WHEREAS, Bankers intends to utilize Xxxxxxxxxxx Variable Account Funds
(the "Fund") as the underlying investment vehicle for premiums and additional
payments allocated to any separate account Bankers has or may create to utilize
the Fund, and
WHEREAS, OMC is the Investment Adviser to the Fund;
WHEREAS, OMC makes shares of the Fund available for sale only to
variable life insurance separate accounts and variable annuity separate
accounts, and that such variable annuity separate accounts may be of insurance
companies not affiliated with Bankers or any of Bankers' affiliated companies
(hereinafter referred to as "shared funding") while such variable life separate
accounts are of insurance companies not affiliated with Bankers or any of
Bankers' affiliated companies (hereinafter referred to as "mixed funding");
WHEREAS, a majority of the Board of Trustees of the Fund shall consist
of persons who are not "interested persons" of the Fund as defined by Section
2(a)(19) of the Investment Company Act of 1940 ("Independent Trustees"), except
that if this condition is not met by reason of the death, disqualification, or
bona fide resignation of any trustee(s), then the operation of this condition
shall be suspended (a) for a period of 45 days if the vacancy or vacancies may
be filled by the Board of Trustees; (b) for a period of 60 days if a vote of
shareholders is required to fill the vacancy or vacancies; or (c) for such
longer period as the Securities and Exchange Commission (the "Commission") may
prescribe by order upon application;
WHEREAS, the Board of Trustees of the Fund will monitor the Fund of the
existence of any material irreconcilable conflict between the interests of the
policyowners of all separate accounts investing in the Fund, which conflict may
arise for a variety of reasons, including: (a) an action by any state insurance
regulatory authority; (b) a change in applicable federal or state insurance,
tax, or securities laws or regulations, or a public ruling, private letter
ruling, no-action or interpretative letter, or any similar action by insurance,
tax, or securities regulatory authorities; (c) an administrative or judicial
decision in any relevant proceeding; (d) the manner in which the investments of
any portfolio are being managed; (e) a difference in voting instructions given
by participating insurance companies or owners of variable annuity contracts and
owners of variable life contracts; or (f) a decision by an insurer to disregard
the voting instructions of policyowners.
WHEREAS, the Fund and/or Bankers shall comply with Rules 6e-2, 6e-3(T)
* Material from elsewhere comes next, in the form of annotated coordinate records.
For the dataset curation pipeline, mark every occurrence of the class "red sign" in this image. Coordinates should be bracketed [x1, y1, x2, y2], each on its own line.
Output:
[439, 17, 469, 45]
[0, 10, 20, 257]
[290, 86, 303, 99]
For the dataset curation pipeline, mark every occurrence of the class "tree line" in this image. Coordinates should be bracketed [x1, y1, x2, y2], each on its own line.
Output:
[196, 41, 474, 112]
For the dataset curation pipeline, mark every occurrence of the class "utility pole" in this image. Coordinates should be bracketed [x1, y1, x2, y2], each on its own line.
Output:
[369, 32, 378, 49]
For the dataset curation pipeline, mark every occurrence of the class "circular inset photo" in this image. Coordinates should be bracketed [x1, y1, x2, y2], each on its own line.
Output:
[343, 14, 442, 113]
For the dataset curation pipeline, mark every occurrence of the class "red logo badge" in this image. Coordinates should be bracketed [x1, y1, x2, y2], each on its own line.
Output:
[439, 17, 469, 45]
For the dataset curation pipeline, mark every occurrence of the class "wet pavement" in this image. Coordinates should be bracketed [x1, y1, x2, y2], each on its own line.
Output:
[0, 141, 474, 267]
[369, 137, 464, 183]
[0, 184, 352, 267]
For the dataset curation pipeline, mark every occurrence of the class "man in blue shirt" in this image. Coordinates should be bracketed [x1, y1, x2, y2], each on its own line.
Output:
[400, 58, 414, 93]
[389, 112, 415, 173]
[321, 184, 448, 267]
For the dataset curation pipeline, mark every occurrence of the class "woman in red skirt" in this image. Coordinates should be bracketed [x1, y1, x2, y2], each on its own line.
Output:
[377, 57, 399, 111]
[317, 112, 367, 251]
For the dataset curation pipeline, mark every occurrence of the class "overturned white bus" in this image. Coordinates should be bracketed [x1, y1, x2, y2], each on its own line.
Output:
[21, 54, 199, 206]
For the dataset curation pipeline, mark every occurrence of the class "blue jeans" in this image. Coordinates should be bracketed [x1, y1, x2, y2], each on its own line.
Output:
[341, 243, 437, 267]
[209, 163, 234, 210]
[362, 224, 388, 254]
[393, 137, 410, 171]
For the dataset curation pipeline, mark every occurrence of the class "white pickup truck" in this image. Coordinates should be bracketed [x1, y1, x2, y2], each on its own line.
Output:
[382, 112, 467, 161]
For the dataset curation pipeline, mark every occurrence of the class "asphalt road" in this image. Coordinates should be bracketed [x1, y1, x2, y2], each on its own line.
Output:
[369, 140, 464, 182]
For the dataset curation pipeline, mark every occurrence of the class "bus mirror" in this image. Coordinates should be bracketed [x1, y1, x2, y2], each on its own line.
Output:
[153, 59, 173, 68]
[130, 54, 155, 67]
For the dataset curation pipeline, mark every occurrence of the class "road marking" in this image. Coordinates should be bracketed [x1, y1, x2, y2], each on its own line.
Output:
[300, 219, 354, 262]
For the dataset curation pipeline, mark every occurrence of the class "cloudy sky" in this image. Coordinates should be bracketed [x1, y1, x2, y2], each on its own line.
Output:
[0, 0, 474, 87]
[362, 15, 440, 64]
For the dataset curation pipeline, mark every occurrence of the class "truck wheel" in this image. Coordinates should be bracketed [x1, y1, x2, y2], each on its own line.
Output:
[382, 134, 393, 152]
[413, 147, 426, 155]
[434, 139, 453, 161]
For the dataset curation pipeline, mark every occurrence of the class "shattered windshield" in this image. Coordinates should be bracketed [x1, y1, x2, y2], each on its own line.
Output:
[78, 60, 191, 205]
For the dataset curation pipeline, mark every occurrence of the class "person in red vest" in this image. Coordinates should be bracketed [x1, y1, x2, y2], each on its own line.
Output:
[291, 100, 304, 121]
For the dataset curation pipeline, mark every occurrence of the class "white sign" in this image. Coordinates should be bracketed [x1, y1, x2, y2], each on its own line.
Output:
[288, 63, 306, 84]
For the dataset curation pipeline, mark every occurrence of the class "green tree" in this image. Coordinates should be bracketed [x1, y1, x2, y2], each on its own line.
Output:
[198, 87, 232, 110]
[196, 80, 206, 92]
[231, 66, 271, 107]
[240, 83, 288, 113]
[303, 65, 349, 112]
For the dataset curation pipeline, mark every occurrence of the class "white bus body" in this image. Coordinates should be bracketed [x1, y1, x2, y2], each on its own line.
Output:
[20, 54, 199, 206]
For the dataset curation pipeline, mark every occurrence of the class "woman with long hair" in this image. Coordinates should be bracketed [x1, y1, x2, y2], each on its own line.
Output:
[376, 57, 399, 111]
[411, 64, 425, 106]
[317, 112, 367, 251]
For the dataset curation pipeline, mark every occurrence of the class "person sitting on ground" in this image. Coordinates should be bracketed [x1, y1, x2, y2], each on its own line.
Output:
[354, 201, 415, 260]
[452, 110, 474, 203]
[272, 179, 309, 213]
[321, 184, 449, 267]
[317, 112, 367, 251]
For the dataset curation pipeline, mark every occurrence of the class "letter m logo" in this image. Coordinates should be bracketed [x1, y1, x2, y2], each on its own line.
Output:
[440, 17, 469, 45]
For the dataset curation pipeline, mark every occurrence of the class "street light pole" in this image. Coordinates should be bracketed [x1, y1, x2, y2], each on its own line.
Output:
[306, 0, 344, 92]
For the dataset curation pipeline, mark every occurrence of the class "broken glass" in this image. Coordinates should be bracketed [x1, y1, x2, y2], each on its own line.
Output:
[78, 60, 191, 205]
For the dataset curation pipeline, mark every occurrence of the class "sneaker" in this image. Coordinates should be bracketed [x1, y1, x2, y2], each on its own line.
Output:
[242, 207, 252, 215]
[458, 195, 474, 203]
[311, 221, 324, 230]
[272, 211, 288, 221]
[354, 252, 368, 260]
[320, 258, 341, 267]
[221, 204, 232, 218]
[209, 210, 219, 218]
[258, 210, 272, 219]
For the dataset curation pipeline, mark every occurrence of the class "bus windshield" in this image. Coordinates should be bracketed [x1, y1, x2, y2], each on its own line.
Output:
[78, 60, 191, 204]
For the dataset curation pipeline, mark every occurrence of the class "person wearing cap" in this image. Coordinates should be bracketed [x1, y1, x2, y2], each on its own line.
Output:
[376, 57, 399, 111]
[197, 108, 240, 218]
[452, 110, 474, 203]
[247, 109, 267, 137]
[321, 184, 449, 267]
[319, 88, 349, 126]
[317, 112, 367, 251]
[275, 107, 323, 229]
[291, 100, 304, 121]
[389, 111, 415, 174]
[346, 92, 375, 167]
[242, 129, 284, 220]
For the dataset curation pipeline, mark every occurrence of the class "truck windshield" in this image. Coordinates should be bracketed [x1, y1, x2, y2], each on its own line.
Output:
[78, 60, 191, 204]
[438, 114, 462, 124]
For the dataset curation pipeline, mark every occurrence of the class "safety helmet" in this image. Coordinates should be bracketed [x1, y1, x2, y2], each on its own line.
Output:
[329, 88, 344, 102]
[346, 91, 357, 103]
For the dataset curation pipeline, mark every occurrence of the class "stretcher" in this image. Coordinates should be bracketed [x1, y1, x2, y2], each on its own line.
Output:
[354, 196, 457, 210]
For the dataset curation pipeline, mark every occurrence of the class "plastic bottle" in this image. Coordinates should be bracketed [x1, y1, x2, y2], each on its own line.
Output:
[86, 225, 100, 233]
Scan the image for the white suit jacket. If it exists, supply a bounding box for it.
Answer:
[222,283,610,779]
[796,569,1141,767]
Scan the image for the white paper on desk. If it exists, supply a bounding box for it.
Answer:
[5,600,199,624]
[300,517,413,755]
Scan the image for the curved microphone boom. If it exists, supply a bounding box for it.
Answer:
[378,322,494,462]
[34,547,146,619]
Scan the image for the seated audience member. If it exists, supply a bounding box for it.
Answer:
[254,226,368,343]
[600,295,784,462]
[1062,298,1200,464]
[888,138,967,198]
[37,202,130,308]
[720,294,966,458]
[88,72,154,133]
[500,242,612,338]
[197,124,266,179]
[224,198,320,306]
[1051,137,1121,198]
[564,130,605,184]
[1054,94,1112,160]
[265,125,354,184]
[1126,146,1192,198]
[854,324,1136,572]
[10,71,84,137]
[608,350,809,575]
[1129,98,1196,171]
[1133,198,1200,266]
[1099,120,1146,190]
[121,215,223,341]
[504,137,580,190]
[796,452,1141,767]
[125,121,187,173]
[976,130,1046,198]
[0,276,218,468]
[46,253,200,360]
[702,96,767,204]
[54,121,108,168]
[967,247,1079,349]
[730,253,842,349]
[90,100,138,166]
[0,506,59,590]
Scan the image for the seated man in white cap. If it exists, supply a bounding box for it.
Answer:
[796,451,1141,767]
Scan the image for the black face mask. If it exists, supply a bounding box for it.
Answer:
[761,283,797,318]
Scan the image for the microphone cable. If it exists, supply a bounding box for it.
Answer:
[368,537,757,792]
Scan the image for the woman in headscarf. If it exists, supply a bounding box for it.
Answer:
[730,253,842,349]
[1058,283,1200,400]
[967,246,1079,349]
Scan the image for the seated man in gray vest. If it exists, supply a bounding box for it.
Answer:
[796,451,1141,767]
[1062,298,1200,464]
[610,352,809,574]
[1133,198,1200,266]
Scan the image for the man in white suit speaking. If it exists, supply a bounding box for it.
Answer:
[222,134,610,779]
and, if adopted, 6e-3, promulgated pursuant to the Investment Company Act of
1940, if and to the extent they are amended to provide exemptive relief with
respect to mixed or shared funding; and
WHEREAS, the Board of Trustees' determination of the existence of a
material irreconcilable conflict and its implications shall be made known
promptly in writing to Bankers and any other participating insurance companies,
and all reports received by the Board of Trustees of the Fund and all action
with regard to a conflict will be properly recorded in the minutes of the Board
of Trustees or other appropriate records, which will be made available to the
Securities and Exchange Commission upon request;
WHEREAS, no penalty will be imposed by the Fund on Bankers for
withdrawing assets from the Fund (or any portfolio of the Fund) in the event of
a material irreconcilable conflict should this said withdrawal be determined as
necessary to remedy or eliminate such conflict.
NOW THEREFORE, in consideration of the mutual promises herein
contained, the parties hereto agree, as follows:
1. Bankers and OMC, as a matter of ongoing responsibility, will
undertake and shall promptly report to the Fund's Board of Trustees any
potential or existing material irreconcilable conflict between the policyowners.
Bankers and OMC will be responsible for assisting the Board in carrying out its
responsibilities in monitoring such conflicts, by providing the Board in a
timely manner with all information reasonably necessary for the Board to
consider any issues raised, INCLUDING INFORMATION AS TO A DECISION BY BANKERS TO
DISREGARD VOTING INSTRUCTIONS OF POLICYOWNERS.
2. If it is determined by either a majority of the Board of Trustees of
the Fund or a majority of its Independent Trustees that a material
irreconcilable conflict exists, Bankers, at its own expense and to the extent
reasonably practicable (as determined by a majority of the Fund's Independent
Trustees) will take whatever steps are necessary to remedy or eliminate the
material irreconcilable conflict, up to and including: (a) withdrawing the
assets allocable to some or all of its separate account from the Fund (or any
portfolio of the Fund) and reinvesting such assets in a different investment
medium, including another portfolio of the Fund, or submitting the question of
whether such segregation should be implemented to a vote of all affected
policyowners and, as appropriate, segregating the assets of any group voting in
favor of segregation, or offering to the affected policyowners the option of
making such a change; and (b) establishing a new registered management
investment company or managed separate account.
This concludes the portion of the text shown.